The Association of European Businesses said Thursday it opposes US unilateral economic sanctions and called on the European Union, the United States and Russia to leave business out of politics.
On Wednesday, US President Donald Trump signed into law a new bill imposing additional sanctions against Russia, Iran and North Korea. Earlier, the bill was overwhelmingly approved by Senate and the House of Representatives.
The sanctions target Russia’s defense, intelligence, mining, shipping and railway industries and restricts dealings with Russian banks and energy companies. The bill also stressed that the United States would continue to oppose the construction of the Nord Stream 2 natural gas pipeline. The law also limits the US president’s ability to ease any sanctions on Russia by requiring Congressional approval to lift any restrictions.
“The Association of European Businesses expresses its disagreement over US economic sanctions. The Association is convinced that business is one of the most important connecting links between states and people, and the principle of free trade should not be restricted by such measures,” the AEB said in a statement.
The bill has been criticized by the European Union, particularly due to the concerns that the new sanctions will impact its economic interests, especially its energy cooperation with Russia. France and Germany have spoken out against the bill as it affects European industries while advancing US commercial interests.

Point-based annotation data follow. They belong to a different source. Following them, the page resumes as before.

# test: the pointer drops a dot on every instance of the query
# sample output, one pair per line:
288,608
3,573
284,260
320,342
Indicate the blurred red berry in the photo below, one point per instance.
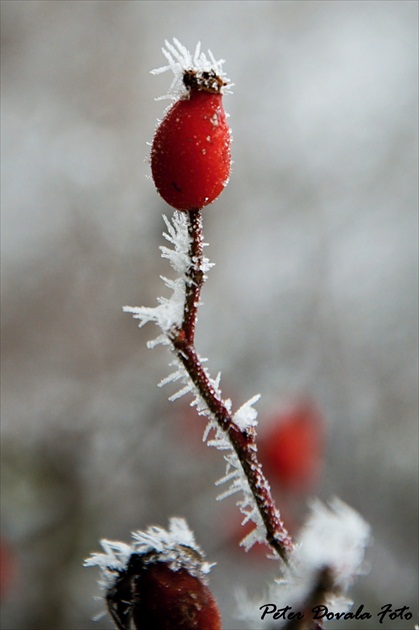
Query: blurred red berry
7,568
190,155
291,450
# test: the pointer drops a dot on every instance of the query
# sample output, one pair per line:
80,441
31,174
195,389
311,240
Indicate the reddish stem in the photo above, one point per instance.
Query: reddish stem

“The Association calls on the Heads of States and Governments of the EU, the USA and Russia to define a new policy, leaving business out of politics and finding a common, mutually acceptable, solution in the spirit of peace and conciliation,” the statement said.
Earlier, the Russian Foreign Ministry described the new sanctions as “absolutely illegitimate” and responded with its countermeasures, suspending the use of all US Embassy warehouses and its compound in Moscow. Russia also mandated that the US cut the size of its diplomatic staff in Russia by 755 people by September 1.
In April, Gazprom’s subsidiary Nord Stream 2 AG signed a deal with French Engie, UK’s Royal Dutch Shell, Austria’s OMV and Germany’s Uniper and Wintershall, which agreed to provide part of long-term financing of the gas pipeline project, estimated at 9.5 billion euros ($10.6 billion).
The Nord Stream 2 project presumes the construction of two gas pipelines with a combined annual capacity of 55 billion cubic meters of gas. The new pipeline is planned to be laid along the existing Nord Stream pipeline route from the Russian coast through the Baltic Sea, on to a hub in Germany.